- Cover for Volume 1
- Genre: Romance, drama, girls' love
- Author: Jeongussi
- Publisher: WEBTOON;
- English publisher: WEBTOON; TOKYOPOP;
- Original run: June 19, 2024
- Volumes: 1

= Unnie, I Like You! =

2024 yuri webtoon

Unnie, I Like You! is a girls' love manhwa created by Jeongussi. It follows Park Chanmi as she tries to reconnect with a university professor whom she fell in love with in past life. The series began publishing weekly on the Webtoon Originals platform in 2024.

==Plot==
Park Chanmi, a college student from a wealthy family, vividly remembers her past life in which she harbored deep feelings toward a beautiful woman named Hanbyeol. However, Hanbyeol's life was cut tragically short and Chanmi remains haunted by the lose even in the present day. This all changes when Chanmi discovers that Hanbyeol is now a university professor, though unlike Chanmi she does not remember her past life. Undeterred, Chanmi begins to presume the professor in hopes that she can protect her from any tragedy she couldn't previously.

==Publication==
Unnie, I Like You! is created by Jeongussi, who first self-published the series on the Webtoon Canvas platform from 2021 to 2023. On August 28, 2023, Jeongussi announced that the series would be moving to the Webtoon Originals platform, where it began being serialized weekly from June 19, 2024.
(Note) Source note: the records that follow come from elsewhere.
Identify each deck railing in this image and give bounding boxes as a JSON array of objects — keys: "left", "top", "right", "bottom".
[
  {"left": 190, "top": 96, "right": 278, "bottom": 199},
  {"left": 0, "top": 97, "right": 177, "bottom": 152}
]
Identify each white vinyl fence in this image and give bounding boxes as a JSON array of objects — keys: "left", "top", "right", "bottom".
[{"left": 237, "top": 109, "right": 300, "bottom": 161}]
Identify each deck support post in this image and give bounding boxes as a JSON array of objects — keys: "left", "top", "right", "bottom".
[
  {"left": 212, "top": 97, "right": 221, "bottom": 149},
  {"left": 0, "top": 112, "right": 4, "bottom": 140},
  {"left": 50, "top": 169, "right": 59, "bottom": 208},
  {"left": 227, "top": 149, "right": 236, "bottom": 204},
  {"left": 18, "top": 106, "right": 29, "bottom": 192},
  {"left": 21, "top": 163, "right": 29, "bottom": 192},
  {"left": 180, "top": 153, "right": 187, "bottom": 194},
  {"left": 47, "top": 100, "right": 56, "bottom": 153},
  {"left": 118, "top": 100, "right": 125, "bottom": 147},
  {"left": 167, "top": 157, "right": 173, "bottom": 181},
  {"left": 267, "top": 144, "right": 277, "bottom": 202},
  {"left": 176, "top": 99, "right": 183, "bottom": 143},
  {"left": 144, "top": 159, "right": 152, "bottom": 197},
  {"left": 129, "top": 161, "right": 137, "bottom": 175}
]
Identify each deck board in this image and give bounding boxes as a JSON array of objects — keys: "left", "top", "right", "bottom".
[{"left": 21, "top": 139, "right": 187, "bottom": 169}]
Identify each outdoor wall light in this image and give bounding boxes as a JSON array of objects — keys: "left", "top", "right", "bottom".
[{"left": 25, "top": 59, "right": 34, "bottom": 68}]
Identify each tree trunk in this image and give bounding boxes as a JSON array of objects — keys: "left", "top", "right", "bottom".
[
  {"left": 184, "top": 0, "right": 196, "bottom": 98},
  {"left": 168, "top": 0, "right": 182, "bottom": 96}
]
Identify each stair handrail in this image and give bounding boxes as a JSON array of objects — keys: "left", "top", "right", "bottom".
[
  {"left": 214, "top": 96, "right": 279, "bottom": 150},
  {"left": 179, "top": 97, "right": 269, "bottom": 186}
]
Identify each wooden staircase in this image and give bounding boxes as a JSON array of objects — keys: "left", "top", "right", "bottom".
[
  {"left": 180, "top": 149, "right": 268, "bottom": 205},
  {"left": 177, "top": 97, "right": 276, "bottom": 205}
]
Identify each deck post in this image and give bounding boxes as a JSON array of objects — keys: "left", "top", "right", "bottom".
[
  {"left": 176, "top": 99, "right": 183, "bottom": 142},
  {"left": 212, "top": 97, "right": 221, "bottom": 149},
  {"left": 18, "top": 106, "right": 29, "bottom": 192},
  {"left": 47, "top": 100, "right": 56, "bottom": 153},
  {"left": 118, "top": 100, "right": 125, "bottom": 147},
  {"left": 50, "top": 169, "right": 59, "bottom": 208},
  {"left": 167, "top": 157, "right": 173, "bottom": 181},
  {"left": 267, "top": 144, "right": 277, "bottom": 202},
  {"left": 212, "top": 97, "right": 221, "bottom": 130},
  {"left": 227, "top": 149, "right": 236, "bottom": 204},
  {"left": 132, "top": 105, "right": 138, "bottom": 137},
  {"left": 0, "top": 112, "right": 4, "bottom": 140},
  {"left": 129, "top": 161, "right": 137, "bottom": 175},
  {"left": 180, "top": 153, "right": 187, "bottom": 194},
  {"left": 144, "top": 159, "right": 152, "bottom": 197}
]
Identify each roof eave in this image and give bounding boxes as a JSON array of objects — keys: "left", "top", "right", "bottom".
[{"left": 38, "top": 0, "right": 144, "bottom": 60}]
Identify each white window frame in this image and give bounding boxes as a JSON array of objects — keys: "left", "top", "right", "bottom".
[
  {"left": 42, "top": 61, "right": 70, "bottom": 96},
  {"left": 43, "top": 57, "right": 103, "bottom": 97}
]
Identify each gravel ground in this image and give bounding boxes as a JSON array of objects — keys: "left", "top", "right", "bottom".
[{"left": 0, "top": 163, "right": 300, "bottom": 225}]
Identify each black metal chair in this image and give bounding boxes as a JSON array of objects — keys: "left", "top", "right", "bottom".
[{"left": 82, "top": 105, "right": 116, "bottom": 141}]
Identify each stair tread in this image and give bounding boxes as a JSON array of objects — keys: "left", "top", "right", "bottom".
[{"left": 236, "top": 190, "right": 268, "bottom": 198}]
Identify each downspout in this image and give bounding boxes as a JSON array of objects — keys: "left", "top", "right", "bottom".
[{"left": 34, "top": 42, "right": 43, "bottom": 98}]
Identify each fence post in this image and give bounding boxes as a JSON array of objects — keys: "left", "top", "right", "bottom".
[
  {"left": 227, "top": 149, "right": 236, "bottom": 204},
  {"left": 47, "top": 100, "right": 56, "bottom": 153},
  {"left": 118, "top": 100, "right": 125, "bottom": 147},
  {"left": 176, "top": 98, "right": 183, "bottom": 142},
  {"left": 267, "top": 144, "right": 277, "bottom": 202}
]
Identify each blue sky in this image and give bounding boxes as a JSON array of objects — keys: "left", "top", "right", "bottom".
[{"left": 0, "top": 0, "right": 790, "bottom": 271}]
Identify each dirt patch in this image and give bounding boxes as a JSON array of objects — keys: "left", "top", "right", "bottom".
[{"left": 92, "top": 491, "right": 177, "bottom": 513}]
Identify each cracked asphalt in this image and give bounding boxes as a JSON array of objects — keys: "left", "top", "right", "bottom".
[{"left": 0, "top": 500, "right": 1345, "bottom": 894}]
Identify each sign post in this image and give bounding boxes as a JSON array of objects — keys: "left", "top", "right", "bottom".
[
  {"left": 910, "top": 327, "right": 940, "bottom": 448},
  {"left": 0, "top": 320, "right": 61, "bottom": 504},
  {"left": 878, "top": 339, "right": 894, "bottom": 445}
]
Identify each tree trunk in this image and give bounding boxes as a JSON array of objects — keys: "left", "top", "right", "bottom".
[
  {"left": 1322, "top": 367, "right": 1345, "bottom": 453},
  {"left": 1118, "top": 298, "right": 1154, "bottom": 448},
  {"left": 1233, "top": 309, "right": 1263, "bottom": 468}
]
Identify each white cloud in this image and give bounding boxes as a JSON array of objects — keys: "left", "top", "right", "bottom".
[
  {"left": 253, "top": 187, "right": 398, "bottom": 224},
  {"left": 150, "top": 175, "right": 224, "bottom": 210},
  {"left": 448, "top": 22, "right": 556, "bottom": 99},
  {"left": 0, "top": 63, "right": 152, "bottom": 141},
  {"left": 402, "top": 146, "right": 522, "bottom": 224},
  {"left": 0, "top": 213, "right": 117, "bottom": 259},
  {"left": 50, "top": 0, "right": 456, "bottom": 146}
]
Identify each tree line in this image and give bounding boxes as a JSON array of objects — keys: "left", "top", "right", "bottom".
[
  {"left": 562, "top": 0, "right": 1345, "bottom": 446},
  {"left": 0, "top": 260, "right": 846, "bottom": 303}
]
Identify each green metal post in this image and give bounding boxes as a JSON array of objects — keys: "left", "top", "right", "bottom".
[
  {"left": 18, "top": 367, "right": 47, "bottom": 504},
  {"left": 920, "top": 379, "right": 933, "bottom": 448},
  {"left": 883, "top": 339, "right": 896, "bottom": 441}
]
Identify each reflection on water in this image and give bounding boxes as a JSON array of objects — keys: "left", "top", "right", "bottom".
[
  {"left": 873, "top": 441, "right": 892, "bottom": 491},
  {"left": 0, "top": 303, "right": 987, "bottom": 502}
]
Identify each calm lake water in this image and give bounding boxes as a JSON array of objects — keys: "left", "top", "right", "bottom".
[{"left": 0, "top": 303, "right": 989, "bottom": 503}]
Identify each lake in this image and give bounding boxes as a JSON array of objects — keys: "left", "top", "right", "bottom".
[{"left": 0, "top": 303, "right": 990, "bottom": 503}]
On November 5, 2025, Tokyopop's editor-in-chief Lena Atanassova announced during an interview with Comics Beat that Tokyopop would be publishing print volumes of the series under its LoveLove imprint.

| No. | Release date | ISBN |
|---|---|---|
| 1 | October 6, 2026 | 9781427887979 |

==Reception==
In 2021, Unnie, I Like You! was nominated from a WEBTOON CANVAS Award in the Star of 2021 category.

Anime News Network praised the series, giving it an overall 4 out of 5 and noting that "What makes Unnie, I Like You! endearing is its light, flowy art style that matches its similarly- minded plot."